The soil texture also influenced nickel, which correlates well with clay in the studied fractions. Ni tends to attach itself to clays, as well as to iron and manganese oxides and organic matter. As a result, it becomes separated from the soil solution (Dai et al., 2018; Rasheed et al., 2019). Surface soils can be chelated, forming chelates of considerable solubility, and clay can form stable complexes that can even express their distribution in the soil profile. Both inorganic and organic ligands can form complexes with nickel, enhancing its mobility within soils (EPA, 1992).
Research indicates that Cr and Ni frequently interact with clay minerals throughout pedogenic processes. As a result, they exist as structural components of clay minerals rather than as exchangeable ions on the surface of clays (Ghayoraneh and Qishlaqi, 2017). Cr in soils has little mobility and can form complexes with Fe and Mn oxides, as well as with organic matter and the clay mineral fraction. This element was the one that most correlated with clay in this research.

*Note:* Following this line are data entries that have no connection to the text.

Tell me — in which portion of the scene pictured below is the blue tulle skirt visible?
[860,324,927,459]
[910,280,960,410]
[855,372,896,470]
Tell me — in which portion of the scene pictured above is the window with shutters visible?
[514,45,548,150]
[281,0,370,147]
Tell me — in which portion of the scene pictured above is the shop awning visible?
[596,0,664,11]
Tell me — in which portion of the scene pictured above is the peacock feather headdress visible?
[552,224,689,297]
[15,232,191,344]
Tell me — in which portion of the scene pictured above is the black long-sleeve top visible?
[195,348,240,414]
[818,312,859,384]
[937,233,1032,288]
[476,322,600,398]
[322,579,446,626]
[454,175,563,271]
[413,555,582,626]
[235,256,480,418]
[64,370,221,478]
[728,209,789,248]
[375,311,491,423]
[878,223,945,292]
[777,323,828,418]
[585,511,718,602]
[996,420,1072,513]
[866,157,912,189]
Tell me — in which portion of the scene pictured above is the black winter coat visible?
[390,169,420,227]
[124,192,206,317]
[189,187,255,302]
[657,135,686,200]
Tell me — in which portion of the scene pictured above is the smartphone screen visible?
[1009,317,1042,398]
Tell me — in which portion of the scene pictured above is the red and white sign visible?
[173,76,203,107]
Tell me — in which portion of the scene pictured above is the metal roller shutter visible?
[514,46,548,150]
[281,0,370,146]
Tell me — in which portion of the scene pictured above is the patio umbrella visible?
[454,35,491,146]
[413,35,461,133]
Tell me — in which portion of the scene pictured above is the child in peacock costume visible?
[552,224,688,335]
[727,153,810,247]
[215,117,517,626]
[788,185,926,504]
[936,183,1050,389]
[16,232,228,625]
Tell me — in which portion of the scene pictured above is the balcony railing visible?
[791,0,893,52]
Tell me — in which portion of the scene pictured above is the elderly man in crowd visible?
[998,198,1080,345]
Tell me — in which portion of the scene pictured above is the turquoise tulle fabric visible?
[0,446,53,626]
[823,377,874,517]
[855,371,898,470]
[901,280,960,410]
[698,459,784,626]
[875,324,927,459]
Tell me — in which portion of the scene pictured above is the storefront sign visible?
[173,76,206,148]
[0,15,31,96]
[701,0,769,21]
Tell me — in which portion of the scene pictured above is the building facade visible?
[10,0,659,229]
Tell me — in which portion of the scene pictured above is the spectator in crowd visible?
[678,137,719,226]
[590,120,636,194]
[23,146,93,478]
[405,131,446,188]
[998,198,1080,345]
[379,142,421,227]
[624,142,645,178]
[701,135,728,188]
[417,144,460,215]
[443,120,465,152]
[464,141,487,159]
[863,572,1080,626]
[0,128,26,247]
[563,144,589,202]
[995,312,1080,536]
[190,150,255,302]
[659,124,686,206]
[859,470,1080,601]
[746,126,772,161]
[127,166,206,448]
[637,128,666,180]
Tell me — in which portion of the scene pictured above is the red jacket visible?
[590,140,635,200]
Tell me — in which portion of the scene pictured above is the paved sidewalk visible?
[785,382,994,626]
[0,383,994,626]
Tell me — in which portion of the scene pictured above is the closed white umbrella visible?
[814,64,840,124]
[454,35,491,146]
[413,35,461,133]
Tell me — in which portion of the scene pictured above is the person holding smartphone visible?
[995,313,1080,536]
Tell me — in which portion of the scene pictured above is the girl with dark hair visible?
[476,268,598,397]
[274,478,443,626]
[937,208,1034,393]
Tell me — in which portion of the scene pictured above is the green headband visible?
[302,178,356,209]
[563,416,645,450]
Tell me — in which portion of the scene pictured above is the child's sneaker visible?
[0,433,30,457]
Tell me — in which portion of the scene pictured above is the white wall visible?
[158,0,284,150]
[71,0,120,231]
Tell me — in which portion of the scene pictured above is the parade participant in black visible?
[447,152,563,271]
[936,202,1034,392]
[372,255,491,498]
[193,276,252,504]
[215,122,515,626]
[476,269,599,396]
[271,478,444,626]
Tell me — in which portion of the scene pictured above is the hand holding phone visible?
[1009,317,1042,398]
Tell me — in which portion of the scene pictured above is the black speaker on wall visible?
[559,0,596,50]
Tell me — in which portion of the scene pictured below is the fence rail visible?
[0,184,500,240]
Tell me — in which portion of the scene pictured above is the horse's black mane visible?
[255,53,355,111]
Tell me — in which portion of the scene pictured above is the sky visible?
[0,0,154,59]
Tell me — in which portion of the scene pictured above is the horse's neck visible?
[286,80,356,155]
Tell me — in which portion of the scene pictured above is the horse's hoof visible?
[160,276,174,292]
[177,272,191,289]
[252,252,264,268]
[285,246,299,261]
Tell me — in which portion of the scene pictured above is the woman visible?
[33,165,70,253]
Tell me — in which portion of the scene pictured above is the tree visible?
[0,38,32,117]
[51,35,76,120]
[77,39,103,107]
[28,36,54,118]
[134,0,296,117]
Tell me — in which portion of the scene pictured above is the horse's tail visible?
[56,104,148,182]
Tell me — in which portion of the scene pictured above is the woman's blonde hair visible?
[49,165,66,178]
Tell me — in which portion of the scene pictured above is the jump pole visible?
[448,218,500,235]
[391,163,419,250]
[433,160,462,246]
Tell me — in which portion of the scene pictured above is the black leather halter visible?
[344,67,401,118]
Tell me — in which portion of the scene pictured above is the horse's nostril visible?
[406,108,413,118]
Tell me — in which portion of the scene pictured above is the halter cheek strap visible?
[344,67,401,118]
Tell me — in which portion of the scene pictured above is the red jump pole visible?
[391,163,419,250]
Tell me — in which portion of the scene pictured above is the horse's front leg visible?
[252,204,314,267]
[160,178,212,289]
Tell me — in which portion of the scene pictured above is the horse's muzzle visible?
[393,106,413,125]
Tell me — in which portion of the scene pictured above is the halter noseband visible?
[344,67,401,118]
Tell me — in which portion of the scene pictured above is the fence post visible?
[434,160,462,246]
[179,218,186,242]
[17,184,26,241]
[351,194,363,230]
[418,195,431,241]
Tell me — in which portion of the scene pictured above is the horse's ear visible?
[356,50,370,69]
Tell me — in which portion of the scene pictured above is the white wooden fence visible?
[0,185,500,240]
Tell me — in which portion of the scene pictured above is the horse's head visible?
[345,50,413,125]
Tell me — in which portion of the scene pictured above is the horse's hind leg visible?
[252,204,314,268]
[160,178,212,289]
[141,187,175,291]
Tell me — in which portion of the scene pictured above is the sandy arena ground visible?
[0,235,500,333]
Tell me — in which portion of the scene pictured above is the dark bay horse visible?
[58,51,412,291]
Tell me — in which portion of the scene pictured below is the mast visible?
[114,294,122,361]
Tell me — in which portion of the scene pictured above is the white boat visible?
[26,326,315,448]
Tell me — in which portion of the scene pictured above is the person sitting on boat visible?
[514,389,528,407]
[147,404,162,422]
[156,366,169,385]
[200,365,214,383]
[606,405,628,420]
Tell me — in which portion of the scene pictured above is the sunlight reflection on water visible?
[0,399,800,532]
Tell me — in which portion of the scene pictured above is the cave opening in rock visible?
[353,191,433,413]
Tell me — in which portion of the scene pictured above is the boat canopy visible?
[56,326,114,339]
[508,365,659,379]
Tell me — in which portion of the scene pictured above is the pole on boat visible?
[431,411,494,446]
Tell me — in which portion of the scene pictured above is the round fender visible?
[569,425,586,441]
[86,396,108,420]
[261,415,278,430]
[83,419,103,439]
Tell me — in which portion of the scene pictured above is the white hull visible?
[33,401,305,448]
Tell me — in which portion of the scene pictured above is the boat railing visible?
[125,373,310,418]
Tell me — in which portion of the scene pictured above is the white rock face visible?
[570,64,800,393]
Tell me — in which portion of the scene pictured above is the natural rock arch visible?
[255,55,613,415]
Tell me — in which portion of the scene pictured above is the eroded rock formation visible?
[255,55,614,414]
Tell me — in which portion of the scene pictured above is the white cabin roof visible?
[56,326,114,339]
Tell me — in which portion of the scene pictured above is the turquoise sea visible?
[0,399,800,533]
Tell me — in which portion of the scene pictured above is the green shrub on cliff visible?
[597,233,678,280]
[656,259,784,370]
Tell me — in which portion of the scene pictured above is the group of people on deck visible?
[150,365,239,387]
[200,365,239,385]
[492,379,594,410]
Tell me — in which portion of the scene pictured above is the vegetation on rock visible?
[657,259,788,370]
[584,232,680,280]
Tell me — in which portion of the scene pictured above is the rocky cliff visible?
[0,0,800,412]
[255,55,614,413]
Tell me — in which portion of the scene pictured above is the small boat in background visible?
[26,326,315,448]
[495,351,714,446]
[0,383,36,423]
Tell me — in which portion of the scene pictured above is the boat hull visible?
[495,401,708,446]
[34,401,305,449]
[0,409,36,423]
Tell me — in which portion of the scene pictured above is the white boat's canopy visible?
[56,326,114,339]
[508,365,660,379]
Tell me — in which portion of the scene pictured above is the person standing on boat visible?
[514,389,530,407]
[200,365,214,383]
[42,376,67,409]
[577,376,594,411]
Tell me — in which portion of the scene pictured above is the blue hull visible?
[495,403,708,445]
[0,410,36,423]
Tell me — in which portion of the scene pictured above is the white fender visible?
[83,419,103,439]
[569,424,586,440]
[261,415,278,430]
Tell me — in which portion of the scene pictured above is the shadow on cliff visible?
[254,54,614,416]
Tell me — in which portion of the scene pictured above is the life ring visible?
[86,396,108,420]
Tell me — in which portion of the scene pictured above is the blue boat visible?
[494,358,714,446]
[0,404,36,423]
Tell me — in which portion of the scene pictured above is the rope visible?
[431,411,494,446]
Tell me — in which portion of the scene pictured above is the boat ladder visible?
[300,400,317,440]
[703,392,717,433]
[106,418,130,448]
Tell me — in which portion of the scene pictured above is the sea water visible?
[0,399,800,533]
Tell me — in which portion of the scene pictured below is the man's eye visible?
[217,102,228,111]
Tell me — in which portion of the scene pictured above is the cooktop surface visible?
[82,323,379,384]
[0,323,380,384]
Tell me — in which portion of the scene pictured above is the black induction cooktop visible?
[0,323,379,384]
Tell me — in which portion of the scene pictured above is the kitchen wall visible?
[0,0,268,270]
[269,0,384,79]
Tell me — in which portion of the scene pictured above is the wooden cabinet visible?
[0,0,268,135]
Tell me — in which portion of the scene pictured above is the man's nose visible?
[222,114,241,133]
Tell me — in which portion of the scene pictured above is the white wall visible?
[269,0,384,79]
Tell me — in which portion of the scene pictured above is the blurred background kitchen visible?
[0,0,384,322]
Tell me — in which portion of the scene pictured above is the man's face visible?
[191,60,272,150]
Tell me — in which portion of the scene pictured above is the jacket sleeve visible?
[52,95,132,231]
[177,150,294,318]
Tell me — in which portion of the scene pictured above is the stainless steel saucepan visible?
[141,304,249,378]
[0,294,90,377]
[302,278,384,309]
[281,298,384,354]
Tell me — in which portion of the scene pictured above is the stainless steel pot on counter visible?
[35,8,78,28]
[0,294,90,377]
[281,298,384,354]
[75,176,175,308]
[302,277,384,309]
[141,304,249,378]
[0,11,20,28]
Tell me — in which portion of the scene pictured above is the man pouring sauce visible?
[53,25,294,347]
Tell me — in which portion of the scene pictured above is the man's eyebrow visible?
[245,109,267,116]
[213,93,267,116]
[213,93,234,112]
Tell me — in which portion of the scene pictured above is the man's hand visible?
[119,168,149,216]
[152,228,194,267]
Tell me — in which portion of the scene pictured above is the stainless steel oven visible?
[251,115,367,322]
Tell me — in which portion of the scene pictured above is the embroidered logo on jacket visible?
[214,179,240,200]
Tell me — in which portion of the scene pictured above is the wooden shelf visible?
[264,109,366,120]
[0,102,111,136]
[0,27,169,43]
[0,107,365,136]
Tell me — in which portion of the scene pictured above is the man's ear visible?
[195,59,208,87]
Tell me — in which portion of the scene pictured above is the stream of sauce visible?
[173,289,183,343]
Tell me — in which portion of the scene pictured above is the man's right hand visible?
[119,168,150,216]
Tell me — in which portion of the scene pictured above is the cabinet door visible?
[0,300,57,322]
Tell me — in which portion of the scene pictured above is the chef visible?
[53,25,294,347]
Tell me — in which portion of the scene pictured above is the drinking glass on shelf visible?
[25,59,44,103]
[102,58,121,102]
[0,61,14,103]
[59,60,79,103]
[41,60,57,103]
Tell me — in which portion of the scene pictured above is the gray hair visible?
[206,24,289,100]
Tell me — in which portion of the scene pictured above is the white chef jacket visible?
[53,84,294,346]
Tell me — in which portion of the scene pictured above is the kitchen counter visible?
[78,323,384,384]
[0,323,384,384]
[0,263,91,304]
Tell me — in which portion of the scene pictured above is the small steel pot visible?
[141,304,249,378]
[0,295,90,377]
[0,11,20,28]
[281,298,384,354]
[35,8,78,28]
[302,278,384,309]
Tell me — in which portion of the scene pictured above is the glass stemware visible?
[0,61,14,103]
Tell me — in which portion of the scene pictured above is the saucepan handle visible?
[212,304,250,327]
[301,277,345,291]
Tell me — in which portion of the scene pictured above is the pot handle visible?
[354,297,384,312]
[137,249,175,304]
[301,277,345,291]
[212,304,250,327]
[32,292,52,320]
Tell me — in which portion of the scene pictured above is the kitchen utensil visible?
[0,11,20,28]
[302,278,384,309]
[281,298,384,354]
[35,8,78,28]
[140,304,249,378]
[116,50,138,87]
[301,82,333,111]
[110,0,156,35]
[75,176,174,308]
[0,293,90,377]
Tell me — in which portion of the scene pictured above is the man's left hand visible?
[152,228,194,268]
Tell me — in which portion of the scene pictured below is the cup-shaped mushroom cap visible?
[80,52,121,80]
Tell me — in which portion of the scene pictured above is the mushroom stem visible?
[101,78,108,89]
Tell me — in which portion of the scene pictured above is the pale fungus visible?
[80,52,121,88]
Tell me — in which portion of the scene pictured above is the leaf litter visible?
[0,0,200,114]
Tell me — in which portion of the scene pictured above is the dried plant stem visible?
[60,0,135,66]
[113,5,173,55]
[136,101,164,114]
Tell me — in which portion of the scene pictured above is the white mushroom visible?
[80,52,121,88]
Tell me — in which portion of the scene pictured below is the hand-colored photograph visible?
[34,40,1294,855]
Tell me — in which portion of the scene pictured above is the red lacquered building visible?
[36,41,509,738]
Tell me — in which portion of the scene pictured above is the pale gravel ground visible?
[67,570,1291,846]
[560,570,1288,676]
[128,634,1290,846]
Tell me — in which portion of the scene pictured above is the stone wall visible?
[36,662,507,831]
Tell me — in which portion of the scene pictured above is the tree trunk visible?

In this study, heavy textured soils (sand and silt) correlate negatively with most metals (Fig. 3), and a good correlation between them. There was a positive correlation between organic matter and clay content with the metals analyzed but not with pH for most elements. Silt content only correlated positively with Cu in F2 and F4 fractions and poorly with other metals.
Soils with greater texture and elevated pH levels attenuated effectively, whereas sandy and low-pH soils exhibited less efficient metal retention. Clay soils containing low-pH oxides displayed relatively good anion preservation regarding anionic metals. Similar to cationic metals, lighter-textured soils showed lower effectiveness in retaining anions.
Regarding the different types of soil found in the region: alfisols, aridisols, entisols (Lithic Orthents, Psamments, and Quartzipsamments), gelisols, oxisols, and ultisols, in Fig. 4, we can see how their behavior was related to the physical-chemical parameters studied. In the case of gelisols, determining the content of sand, silt, and clay was impossible.
As seen in Fig. 4, entisol has a higher content of sand and a lower content of silt and clay when compared to other soils. This fact is explained because these soils do not have well-defined horizons, so there needed to be more time to accumulate fine materials (EMBRAPA, 2018). It is also worth noting that aridisols and oxisol have high clay content and low sand content.
The pH value was lower in soils with higher OM and C content (gelisols, oxisols, and ultisols). According to the literature, entisol and aridisol soils have a higher pH when compared to alfisol, gelisols, oxisols, and ultisols (EMBRAPA, 2018). In our study, the first ones had a higher pH, with an average value of 6.73 and 6.21 for aridisol and entisol, respectively.
Figure 4B shows that aridisols have high Ni, Cu, and Cr contents, with mean values of 103 mg.kg-1, 46 mg.kg-1, and 65 mg.kg-1, respectively. A similar result was found by Perez (2019) in the province of San Juan, Argentina. On the other hand, in the study by AL-Garni (2017) in Saudi Arabia, relatively low concentrations of Ni, Cr, and Cu were found.
Studies indicate that the concentration of Cd, Cr, Cu, Ni, Pb, and Zn in different types of soils can vary depending on several factors, including the origin and history of the soil and human activity in the area. In areas without significant influence of human activities, these metals' concentration seems relatively low compared to other types of soils. However, the concentration of these metals can be more significant in mining areas or other activities that can release heavy metals into the soil.